A la fin de la première tournée, le contrat du groupe est renouvelé pour 3 albums, mais Noir Désir passe alors une période de doute et ne parvient pas à enchaîner sur la suite. "Il s'est passé des mois complets san que rien ne sorte de nos séances de répétition. On jouait 5 heures par jour et les idées qu'on avait ne valaient pas grand-chose. C'était désespérant. On avait sans doute peur de passer à l'épreuve du premier véritable album, on se sentait vide." Les Bordelais continuent pourtant à assurer quelques concerts et commencent à jouer "Aux Sombres Heros de l'Amer", un morceau écrit au début de l'année 88. Un an plus tard, Noir Désir retourne à Bruxelles, au studio ICP, pour l'enregistrement du premier album alors même que certains textes ne sont pas encore écrits. "Deux semaines avant l'échéance, on ne savait pas encore très bien ce que le disque allait pouvoir donner. Bertrand n'avait pas completement fini ses textes. Aujourd'hui encore, on fonctionne à l'urgence", explique Serge. Sous la coupe du producteur Ian Broudie (Original Mirrors), Noir Désir délivre un premier brûlot d'une qualité rare avec des titres tendus et oppressants comme "la Chaleur" ou "Joey". La même année, en 1989, "Veuillez rendre l'âme (a qui elle appartient)" fait son apparition dans les bacs, la bande part en tournée les ventes atteignent vite 50 000 exemplaires.

Rageurs incorruptibles

Le titre "Au sombres Héros de l'Amer" que le groupe avait hésité à faire apparaître sur l'album, entre en radio, puis au Top 50 en aout 89, la machine s'emballe définitivement. "On nous a gonflé avec ce single parce que c'etait celui qu'on a proposé au public, mais le son de ce morceau ne montrait pas la totalité des choses..." Avec ses accents marins, le titre poussera même quelques âmes malintentionnées à comparer le groupe à Soldat Louis ou Licence IV ! A partir de là, Noir Désir évite de jouer le morceau sur scène. dans le même temps, les critiques ne sont pas toutes unanimes, certains allant jusqu'à étiqueter leur musique de rock poétique pour lycéen. Noir Désir prend alors l'air en URSS pour assurer les premières parties de la tournée des stars rock locales: Kino. Le Canada suivra peu de temps après, avant un retour à Paris où Noir désir remplira l'Olympia, durant 3 soirs de suite. L'album se retoruve disque d'or, le succès du goupe apporte son lot de sollicitations, les invitations télévisuelles se succèdent.
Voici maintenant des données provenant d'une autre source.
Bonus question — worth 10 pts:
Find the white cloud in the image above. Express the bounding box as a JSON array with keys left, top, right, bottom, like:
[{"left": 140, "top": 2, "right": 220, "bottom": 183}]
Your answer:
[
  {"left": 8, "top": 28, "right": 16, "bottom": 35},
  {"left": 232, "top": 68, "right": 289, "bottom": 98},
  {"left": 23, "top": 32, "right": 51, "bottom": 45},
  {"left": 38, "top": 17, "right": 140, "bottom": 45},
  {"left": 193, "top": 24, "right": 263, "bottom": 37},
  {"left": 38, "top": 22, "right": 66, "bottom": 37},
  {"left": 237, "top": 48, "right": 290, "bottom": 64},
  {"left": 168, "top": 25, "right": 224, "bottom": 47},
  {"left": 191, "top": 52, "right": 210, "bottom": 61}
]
Dans un poremier temps, le groupe accepte le jeu de la médiatisation et passez chez Dechavanne. "On pensait pouvoir imposer nos règles aux médias en faisant du terrorisme télévisuel, mais on a très vite déchanté." Invité a 2 reprise dans les émissions de Prime Time dont Sacrée Soirée (Foucault!), le groupe refuse en bloc, à l'encontre des conseils de sa maison de disques. "Vous pouvez toujours vous gratter, même en rêve, on fera jamais ça." Noir désir n'est pas à vendre. Et contrairement à certaines croyances, cela n'empêchera pas le public d'être présent pour la suite des aventures.